In an alternative arrangement disclosed in our copending Application No. GB 9722343.2 filed on 22 Oct. 1997, the content of which is hereby incorporated by reference, zone managers are responsible for managing each zone within the virtual environment and thus the location of the avatar within the virtual environment and the awareness range of the avatar will determine the communications required between the client and the zone managers.
In this arrangement objects in the virtual environment have a conceptual model, a dynamics model and a visual model. A rule manager is associated with the conceptual model. The visual model is provided at each client and the dynamic model is associated with the zone managers. Thus only dynamics information needs to be passed between the zone managers and the clients.
A problem identified by the inventors in a zoned distributed environment is how to link avatar movement to zone awareness. FIG. 3 illustrates this problem. Avatar A is in zone 1 and moving towards the boundary between zone 1 and zone 2. Client A is therefore aware of the state of the entities within zone 1 (entities 1 and 2) but is unaware of the state of any of the entities within zone 2 (entities 3 and 4). At some point in the future, avatars A awareness will overlap into zone 2 and client A must become fully informed of the state of all entities in zone 2 (entities 3 and 4).
If client A only starts to fetch the initial state of the entities in zone 2 at the point avatar A becomes initially aware of zone 2 i.e. the awareness region touches the boundary between zones 1 and 2, a number of problems can arise:
1. Graphical inconsistency.
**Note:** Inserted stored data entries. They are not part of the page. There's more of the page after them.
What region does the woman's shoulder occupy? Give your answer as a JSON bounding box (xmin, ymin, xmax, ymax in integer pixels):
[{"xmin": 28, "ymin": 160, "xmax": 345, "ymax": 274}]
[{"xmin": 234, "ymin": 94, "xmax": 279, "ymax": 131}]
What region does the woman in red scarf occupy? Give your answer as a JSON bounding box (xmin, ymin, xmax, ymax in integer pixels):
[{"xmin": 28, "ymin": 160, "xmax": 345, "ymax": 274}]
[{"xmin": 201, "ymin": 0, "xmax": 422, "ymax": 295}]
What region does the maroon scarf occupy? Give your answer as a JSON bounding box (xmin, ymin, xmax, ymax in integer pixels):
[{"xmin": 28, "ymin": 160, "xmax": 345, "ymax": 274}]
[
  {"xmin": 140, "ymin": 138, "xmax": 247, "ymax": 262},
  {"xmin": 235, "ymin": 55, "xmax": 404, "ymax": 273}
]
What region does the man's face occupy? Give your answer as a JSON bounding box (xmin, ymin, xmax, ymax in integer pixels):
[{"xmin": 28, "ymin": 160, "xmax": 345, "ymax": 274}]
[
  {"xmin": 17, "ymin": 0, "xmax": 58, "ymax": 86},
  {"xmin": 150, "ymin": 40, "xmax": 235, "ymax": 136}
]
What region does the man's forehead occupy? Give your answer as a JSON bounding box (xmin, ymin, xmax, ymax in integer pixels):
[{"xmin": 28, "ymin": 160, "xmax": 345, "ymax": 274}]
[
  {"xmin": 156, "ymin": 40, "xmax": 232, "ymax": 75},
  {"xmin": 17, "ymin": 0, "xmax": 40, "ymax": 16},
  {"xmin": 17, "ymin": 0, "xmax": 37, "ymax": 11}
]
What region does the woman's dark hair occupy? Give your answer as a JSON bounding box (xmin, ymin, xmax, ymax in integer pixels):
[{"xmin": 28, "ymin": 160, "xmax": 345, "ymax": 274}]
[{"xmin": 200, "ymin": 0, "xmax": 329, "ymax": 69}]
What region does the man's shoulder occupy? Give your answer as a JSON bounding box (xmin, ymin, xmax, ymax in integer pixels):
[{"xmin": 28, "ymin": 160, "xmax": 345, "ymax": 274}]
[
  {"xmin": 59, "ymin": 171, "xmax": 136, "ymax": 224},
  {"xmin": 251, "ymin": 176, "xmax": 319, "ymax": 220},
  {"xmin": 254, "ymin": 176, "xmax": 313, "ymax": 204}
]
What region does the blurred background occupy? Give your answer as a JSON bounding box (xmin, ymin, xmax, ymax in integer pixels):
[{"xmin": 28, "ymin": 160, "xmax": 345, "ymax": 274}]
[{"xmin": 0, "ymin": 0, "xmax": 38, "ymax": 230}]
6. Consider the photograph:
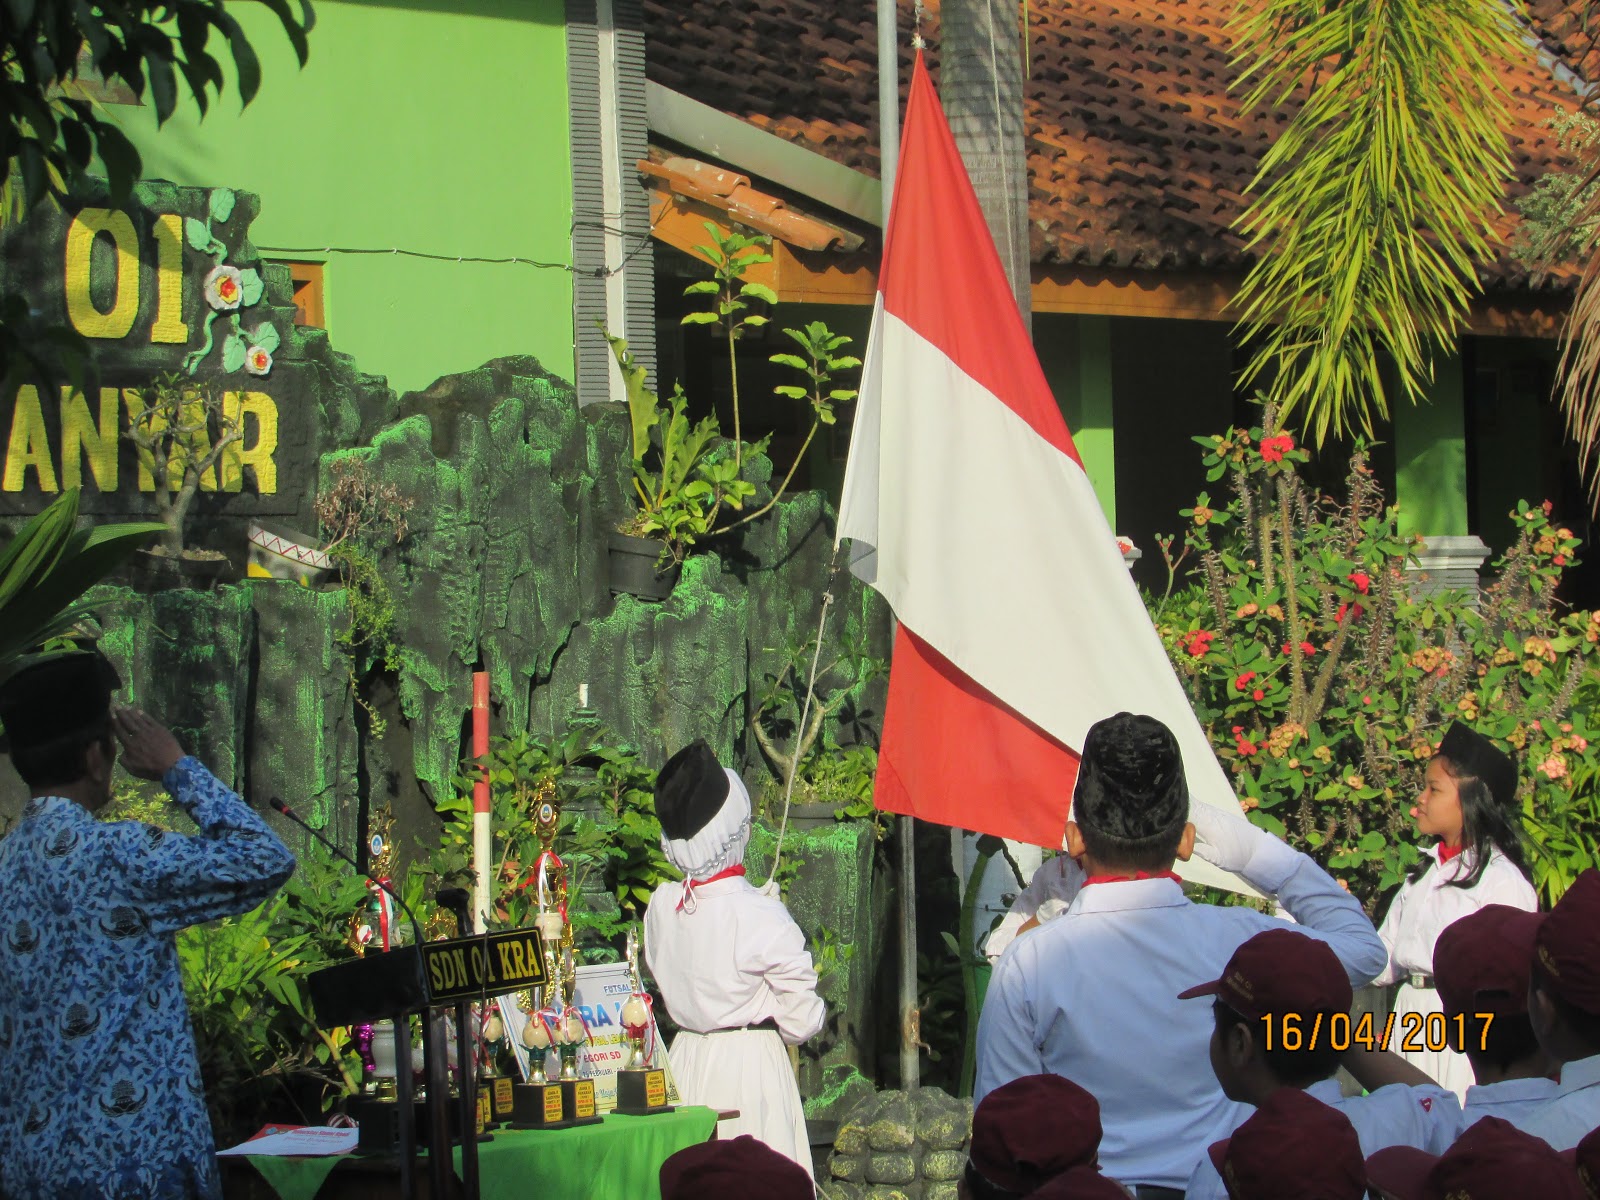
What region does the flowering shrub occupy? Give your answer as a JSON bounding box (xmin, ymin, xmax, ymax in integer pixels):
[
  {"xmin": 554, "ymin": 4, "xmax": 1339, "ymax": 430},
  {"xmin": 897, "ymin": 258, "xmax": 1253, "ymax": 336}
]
[{"xmin": 1151, "ymin": 409, "xmax": 1600, "ymax": 908}]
While the initial state of the zone is being fetched the avatar may continue moving towards it. Hence the avatar may be in the visual range of entities which have not yet been supplied. When the initial state download is complete these entities will suddenly appear, giving a visual glitch.
2. User control problems. If the avatar is prevented from moving whilst fetching the state of a zone (in an effort to prevent the graphical inconsistency described above), it will reduce the interactive nature of the client user interface.
3. State Inconsistency. If the avatar is moving fast enough it may even cross into the next zone before its client has a full description of all the relevant entities. This could lead to the client trying to make invalid state settings. For example, placing the avatar in the middle of a wall because at the time the avatar moved the client was unaware of the wall entity.